Risk contribution shows how much each holding drives the portfolio’s overall ups and downs, which can differ from its simple weight. Here, the S&P 500 ETF is 60% of the portfolio but contributes about 45% of total risk, meaning it’s relatively stable for its size. The Nasdaq 100 ETF is 30% of the weight and about 30% of risk, roughly in line. Palantir, though, is only 10% of the portfolio yet contributes nearly 25% of total risk. That risk/weight ratio of 2.46 signals a highly volatile position. This doesn’t say whether that’s good or bad, but it highlights that most of the portfolio’s drama is coming from a relatively small slice.

Risk vs. return

This chart shows the Efficient Frontier, calculated using your current assets with different allocation combinations. It highlights the best balance between risk and return based on historical data. "Efficient" portfolios maximize returns for a given risk or minimize risk for a given return. Portfolios below the curve are less efficient. This is informational and not a recommendation to buy or sell any assets.

Click on the colored dots to explore allocations.

The efficient frontier analysis shows that, using just these three holdings, there are alternative weightings that could offer a better balance between risk and return. The current portfolio has a Sharpe ratio of 0.88, which measures return per unit of risk above the risk‑free rate. The maximum Sharpe mix, at 1.12, would have higher risk and higher expected return, while the minimum‑variance mix would lower risk with a similar Sharpe to now. The current allocation sits about 1.6 percentage points below the frontier at its risk level. That means, in theory, simply reweighting among the same holdings could slightly improve efficiency without adding new assets.

Dividends Info

  • Invesco NASDAQ 100 ETF 0.50%
  • Vanguard S&P 500 ETF 1.10%
  • Weighted yield (per year) 0.81%

Dividend yield across the portfolio is modest at about 0.81%. The S&P 500 ETF provides the higher yield at 1.10%, while the Nasdaq 100 ETF yields roughly 0.50%, and Palantir contributes more through potential price changes than dividends. Dividends are cash payments from companies, and over long periods they can be a meaningful part of total return, especially in income‑oriented portfolios. Here, the relatively low yield reflects the growth focus: many large tech and growth companies reinvest profits rather than paying them out. This setup places more of the portfolio’s return expectation on future price appreciation rather than ongoing income.
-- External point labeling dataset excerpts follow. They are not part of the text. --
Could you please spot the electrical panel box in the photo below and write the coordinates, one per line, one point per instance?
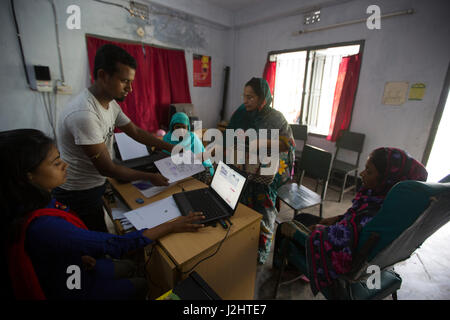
(40, 79)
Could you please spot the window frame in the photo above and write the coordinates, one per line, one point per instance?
(308, 50)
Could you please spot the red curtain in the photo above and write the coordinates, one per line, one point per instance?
(344, 95)
(160, 80)
(269, 73)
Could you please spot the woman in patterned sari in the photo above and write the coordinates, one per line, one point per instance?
(261, 191)
(333, 240)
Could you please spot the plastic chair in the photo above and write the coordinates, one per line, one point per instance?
(411, 212)
(316, 163)
(354, 142)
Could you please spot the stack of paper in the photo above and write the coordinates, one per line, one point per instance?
(130, 148)
(148, 189)
(176, 172)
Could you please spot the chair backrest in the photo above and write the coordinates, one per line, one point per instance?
(316, 162)
(299, 131)
(411, 212)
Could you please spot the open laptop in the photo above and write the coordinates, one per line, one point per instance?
(219, 200)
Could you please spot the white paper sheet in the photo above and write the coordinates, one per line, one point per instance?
(154, 214)
(130, 148)
(176, 172)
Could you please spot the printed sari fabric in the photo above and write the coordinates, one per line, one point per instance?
(262, 196)
(329, 249)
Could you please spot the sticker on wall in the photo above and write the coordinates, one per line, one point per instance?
(202, 71)
(395, 93)
(417, 91)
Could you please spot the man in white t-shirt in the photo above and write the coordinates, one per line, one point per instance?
(85, 137)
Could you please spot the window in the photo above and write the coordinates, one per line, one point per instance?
(305, 82)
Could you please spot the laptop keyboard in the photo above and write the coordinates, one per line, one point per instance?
(202, 201)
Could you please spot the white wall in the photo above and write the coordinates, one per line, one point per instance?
(412, 48)
(21, 107)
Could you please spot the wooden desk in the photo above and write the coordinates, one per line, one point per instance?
(231, 272)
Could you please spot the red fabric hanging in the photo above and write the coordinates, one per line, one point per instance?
(153, 89)
(269, 73)
(344, 95)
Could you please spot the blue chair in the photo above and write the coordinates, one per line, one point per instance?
(411, 212)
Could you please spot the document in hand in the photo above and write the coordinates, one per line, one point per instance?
(176, 172)
(153, 214)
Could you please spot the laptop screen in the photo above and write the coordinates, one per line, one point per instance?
(228, 184)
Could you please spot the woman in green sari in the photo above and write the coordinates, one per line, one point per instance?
(261, 191)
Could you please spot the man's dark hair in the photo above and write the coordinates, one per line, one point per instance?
(108, 56)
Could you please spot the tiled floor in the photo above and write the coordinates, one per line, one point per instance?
(425, 275)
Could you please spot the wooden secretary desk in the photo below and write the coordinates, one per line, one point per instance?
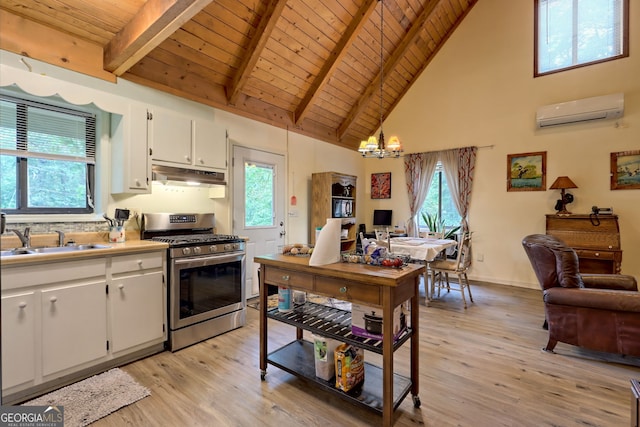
(595, 238)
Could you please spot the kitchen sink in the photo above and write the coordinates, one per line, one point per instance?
(52, 249)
Ongoing product costs Info

  • Invesco NASDAQ 100 ETF 0.15%
  • Vanguard S&P 500 ETF 0.03%
  • Weighted costs total (per year) 0.06%

Costs are a clear strength. The total ongoing fee (TER) across the ETFs is about 0.06%, driven by a very low 0.03% for the S&P 500 ETF and 0.15% for the Nasdaq 100 ETF. TER, or Total Expense Ratio, is the annual percentage charged by the fund, quietly deducted inside the product. Lower costs mean investors keep more of any gains, and the difference compounds meaningfully over long periods. By using broad, low‑fee index funds, this portfolio lines up well with cost‑efficient best practices. The single stock, Palantir, doesn’t have a fund fee, though normal trading costs and bid‑ask spreads would apply when buying or selling.